Ele e outros paparazzi — Daniel Angeli, Bruno Mouron, Sébastien Valiela, Apesteguy e Ron Gallela — foram entrevistados sobre os seus métodos para esta exposição. O resultado dessas conversas faz a impressão digital de Paparazzi! Photographes, Stars et Artistes: com excepção do cinismo que aflora aqui e ali em alguns (Apesteguy diz, por exemplo, que o que faz é “imobilizar uma espécie de imbecilidade monumental”; Daniel Angeli confessa que, se tivesse de escolher hoje, não seria paparazzo), há nostalgia perante uma época em que era possível a cumplicidade com a estrela. O caso de Ron Gallela com Jackie Onassis, por exemplo, a forma como esperava por ela pacientemente em Upper Manhattan, o encontro fortuito que deu origem ao fulgurante Windblown Jackie (ele apitou de dentro do táxi em que a perseguia, ela virou-se... foto... “é você?!”, e depois processo por invasão da privacidade) ou os seus combates com Marlon Brando, são cenas de um épico íntimo conjugal em que o fotógrafo também era protagonista e criador de acontecimento. Isso não mais é possível. Eis uma relação em vias de extinção não porque tenham desaparecido os protagonistas mas porque eles se multiplicaram e se banalizaram: a Internet é fluxo permanente de imagens, as celebridades estão em todo o lado, começaram a chamar-se Paris Hilton ou Britney Spears. E somos todos nós.

Da passadeira ao selfie

O circuito montado em Metz vai-nos preparando: esta não é uma exposição sobre “eles”, esta é uma exposição que nos põe a ter consciência de nós.

Atira o visitante, logo a abrir, para a passadeira, põe-no no lugar da “vítima”, atacada pelo ruído, pelos flashes, pela hidra de várias cabeças formada por câmaras, luzes e microfones que se movimenta ao sinal de presença humana: é Interview, a instalação de Malachi Farrell.

Depois, é um flashback à história da legitimação artística. Richard Avedon foi inspirar-se nos paparazzi que assim tinham sido baptizados em Roma e dava a conhecer o fenómeno à América de 1962. Fazia-o com estupefacção e ironia: uma falsa-reportagem para as páginas de moda da Harper’s Bazaar com um casal de estrelas acossado pela imprensa e sem conseguir esconder o seu amor, como Richard Burton e Elizabeth Taylor na rodagem de Cleópatra. Foram páginas fundadoras para o que vieram a fazer William Klein, Helmut Newton ou Steven Meisel.

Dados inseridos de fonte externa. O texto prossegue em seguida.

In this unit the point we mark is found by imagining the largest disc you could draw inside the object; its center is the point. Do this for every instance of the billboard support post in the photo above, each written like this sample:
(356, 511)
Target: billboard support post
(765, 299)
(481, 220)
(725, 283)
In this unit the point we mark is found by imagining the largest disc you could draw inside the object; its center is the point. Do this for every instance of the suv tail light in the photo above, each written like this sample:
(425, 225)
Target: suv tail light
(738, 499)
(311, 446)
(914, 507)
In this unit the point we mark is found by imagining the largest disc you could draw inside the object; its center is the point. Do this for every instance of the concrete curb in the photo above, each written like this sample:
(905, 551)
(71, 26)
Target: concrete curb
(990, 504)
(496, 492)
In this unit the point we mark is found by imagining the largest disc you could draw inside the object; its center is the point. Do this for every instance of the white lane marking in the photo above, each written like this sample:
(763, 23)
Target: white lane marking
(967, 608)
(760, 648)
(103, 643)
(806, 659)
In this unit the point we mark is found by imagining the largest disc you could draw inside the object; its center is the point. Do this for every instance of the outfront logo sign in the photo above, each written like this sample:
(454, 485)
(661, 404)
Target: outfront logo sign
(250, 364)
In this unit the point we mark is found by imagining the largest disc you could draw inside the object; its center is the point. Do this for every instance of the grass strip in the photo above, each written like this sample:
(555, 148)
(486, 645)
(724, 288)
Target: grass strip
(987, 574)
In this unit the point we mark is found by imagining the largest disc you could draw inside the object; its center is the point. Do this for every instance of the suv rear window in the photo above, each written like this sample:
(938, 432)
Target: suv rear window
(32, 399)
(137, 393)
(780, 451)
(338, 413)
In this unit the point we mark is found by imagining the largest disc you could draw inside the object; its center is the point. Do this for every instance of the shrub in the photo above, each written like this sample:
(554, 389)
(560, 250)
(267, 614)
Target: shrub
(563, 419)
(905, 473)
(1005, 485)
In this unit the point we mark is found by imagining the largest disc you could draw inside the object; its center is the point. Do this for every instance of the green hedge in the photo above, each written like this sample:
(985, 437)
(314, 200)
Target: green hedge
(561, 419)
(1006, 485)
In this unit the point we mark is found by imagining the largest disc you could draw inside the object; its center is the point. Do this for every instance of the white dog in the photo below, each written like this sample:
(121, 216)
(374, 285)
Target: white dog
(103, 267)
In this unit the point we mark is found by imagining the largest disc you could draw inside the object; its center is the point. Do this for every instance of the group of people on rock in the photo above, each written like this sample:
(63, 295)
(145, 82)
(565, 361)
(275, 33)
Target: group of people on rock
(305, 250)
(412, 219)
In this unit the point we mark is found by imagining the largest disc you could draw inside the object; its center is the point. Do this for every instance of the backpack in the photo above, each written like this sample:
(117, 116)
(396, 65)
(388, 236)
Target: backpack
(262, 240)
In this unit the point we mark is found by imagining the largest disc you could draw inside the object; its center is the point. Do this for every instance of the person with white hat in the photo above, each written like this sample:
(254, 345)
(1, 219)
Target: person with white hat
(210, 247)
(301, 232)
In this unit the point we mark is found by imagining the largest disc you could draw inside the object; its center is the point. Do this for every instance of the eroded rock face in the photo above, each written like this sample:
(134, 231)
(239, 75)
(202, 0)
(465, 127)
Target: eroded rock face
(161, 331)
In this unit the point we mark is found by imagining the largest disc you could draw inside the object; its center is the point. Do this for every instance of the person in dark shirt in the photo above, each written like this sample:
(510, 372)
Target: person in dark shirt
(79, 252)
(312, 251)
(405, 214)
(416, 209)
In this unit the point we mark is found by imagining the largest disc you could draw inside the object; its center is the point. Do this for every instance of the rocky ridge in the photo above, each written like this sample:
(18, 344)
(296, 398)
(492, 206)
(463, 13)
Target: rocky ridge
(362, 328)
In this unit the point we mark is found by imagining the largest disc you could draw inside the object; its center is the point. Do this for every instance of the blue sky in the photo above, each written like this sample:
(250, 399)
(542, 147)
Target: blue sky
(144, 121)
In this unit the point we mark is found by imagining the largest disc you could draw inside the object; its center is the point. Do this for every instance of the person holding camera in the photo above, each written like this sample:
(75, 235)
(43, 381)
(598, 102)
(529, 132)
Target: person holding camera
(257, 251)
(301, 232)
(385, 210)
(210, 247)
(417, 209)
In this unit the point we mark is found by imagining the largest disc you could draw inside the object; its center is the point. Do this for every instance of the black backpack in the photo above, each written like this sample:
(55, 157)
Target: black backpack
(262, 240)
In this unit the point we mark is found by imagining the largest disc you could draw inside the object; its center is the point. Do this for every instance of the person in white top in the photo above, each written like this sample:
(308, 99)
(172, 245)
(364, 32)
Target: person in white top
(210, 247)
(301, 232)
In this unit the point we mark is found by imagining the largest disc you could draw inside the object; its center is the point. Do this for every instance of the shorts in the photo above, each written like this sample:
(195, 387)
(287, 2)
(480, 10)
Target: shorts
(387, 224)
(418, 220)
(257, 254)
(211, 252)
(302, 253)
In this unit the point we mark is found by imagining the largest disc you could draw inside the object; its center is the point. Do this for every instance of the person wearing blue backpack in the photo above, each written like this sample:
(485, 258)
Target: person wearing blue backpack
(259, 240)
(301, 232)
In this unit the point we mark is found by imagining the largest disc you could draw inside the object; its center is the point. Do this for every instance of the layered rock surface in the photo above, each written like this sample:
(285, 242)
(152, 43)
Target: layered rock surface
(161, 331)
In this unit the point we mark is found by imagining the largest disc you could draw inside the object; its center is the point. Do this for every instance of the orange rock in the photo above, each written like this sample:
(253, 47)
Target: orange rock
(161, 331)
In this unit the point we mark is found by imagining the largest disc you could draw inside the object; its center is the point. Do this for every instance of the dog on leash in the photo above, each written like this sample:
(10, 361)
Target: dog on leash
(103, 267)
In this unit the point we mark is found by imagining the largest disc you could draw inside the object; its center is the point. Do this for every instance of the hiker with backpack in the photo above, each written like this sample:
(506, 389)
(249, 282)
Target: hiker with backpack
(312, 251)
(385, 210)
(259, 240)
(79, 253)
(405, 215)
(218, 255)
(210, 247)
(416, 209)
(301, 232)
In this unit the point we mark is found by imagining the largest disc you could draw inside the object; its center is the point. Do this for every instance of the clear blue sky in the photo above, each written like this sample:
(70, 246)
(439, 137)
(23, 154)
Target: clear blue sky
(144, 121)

As foto-pinturas de Gerhard Richter nos anos 60 ou o Swingeing London de Richard Hamilton (1972), ao reproduzirem de forma exagerada características da estética paparazzi, viram a mensagem contra o emissor e desencadeiam um processo de interrogação e crítica. À autocrítica submete-se a sueca Malin Arnesson: ex-paparazzi, contratou fotógrafos para a seguirem durante um ano e o resultado, The Penance (2008), é um mea culpa. Sophie Calle contratou detectives para a seguirem, em 1981, La Filature. Allison Jackson contratou sósias, de Jack Nicholson, de Marilyn e Diana (que são vistas às compras), de Isabel II sentada no trono (a sua sanita), de George Bush, que parece não resolver o cubo Kubick (sobressalto na sala: é um sósia em pessoa ou uma figura de cera?). Pascal Rostain e Bruno Mouron eram paparazzi e enquanto tal devem ter sido acusados de andar a mexer no caixote das estrelas — é o que fazem enquanto artistas, literalmente: apresentam o que Jeff Koons ou Madonna deitaram para o lixo. Em Cocaine Kate, quem olha, o espectador voyeurista, é colocado por Jonathan Horrowitz na capa do Daily Mirror, onde antes esteve Kate Moss por causa da sua soirée de cocaína. Nesta altura da viagem, o visitante-espectador encontra de novo Interview. O que se mostrara antes agressivo parece agora domado. Vai um selfie à beira da hidra de várias cabeças? O paparazzo, hoje, somos nós.